A mud-brick wall was built 10ft high to create a compound; inside there were about 80 one and two-storey buildings, including dormitories, storehouses, a small mosque and a building that Bin Laden converted into a medical clinic for his family and followers.
US intelligence knew Bin Laden, already a wanted terrorist, used Tarnak as his base, and in spring 1998 the CIA’s Counterterrorist Center began working on a plan to capture him at the compound, partly with the help of Afghan tribal fighters.
Afghans scouted and mapped the farm, and the CIA photographed it from space. The plan called for about 30 fighters to assemble at a staging post before driving to a second position a few miles from Tarnak.
From there the main raiding party would walk to the farm, arriving at 2am and avoiding minefields by crawling through drainage ditches. A second group would make its way towards the front gate, taking out the two guards as the main party attacked the group of huts where Bin Laden’s wives slept.
The plan was to bundle Bin Laden into a Toyota Land Cruiser and drive him to to a cave complex 30 miles away already stocked with food and water.
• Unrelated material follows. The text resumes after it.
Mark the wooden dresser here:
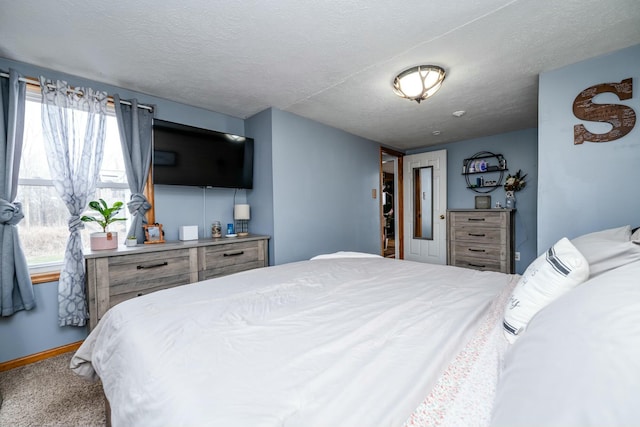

However, getting the plan accepted at CIA headquarters at Langley, Virginia, was not straightforward. It was known that dozens of women and children lived in the compound, and security chiefs feared there would be many casualties.
By June 1998, much to the disappointment of the field officers responsible for devising the plan, nobody at a senior level within the CIA seemed willing to support it. Nor was there any support within the White House.
The plan was called off shortly afterwards.